Gianandrea Noseda © BBC | Chris Christodoulou
Gianandrea Noseda
© BBC | Chris Christodoulou

 After this lavishly scored work, Chopin’s Piano Concerto no. 1 in E minor seemed like a limp watercolour, yet it neatly pointed up the concerto’s elegance and wealth of tunes (which the Elegia eroica lacked) with one exquisitely decorated aria-like melody after another. It was interesting to observe the fresh-faced Benjamin Grosvenor (22) perform a virtuosic work written in 1830 when Chopin was merely 20: its first performance in Warsaw effectively launched his career. A baton-less Noseda drew some very eloquent shapes from solo horn and bassoon and much warmth from the strings in the nocturne-like Romance, and while its sense of reverie was beautifully fashioned any emotional depth was largely absent. If a spiritual dimension was missing in this slow movement, so too, was a sense of fun which could have been injected into the witty Rondo. Its exhilaration was never in doubt, but some degree of communication would have done much to demonstrate that Ben Grosvenor has more than just a brilliant and effortless technique.

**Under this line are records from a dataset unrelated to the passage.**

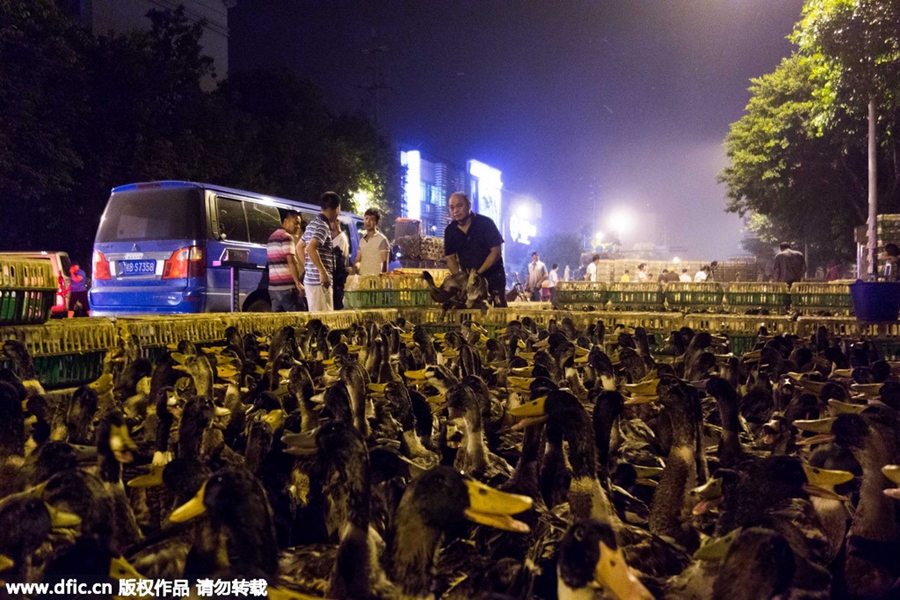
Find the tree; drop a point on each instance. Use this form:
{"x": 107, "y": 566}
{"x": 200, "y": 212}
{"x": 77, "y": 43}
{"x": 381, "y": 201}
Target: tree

After the interval the soloist reappeared to take the piano part in César Franck’s once fashionable Symphonic Variations. Noseda’s assertive tempo produced a vivid account of the work where fluid pacing of the alternating mood and tempi is crucial to the success of this largely undemonstrative work. Particularly memorable was the delicate passage for piano and muted strings where soloist and players now readily communicated their enthusiasm, stilling the near-capacity audience to mesmerised silence. Thanks to this lovingly crafted performance Franck’s poetic charm shone through in spades.

Benjamin Grosvenor © BBC | Chris Christodoulou
Benjamin Grosvenor
© BBC | Chris Christodoulou

Poetic charm was also much in evidence in the slow movement of Saint-Säens’ Symphony no. 3 in C minor, where organist David Goode made his first quiet entry, and where the gradation of string tone by the BBC Philharmonic was superbly achieved. All the sections revelled in their individual contributions with thrillingly crisp articulation from the strings in the opening movement and incisive fanfare figures from woodwind and brass in the third. Four hands at the piano added sparkle in the closing Maestoso, but it was timpani and organ that had the last word with Noseda just managing to steer the orchestra, unperturbed by his flailing hands in the closing bars, to a magnificent carnival-style conclusion.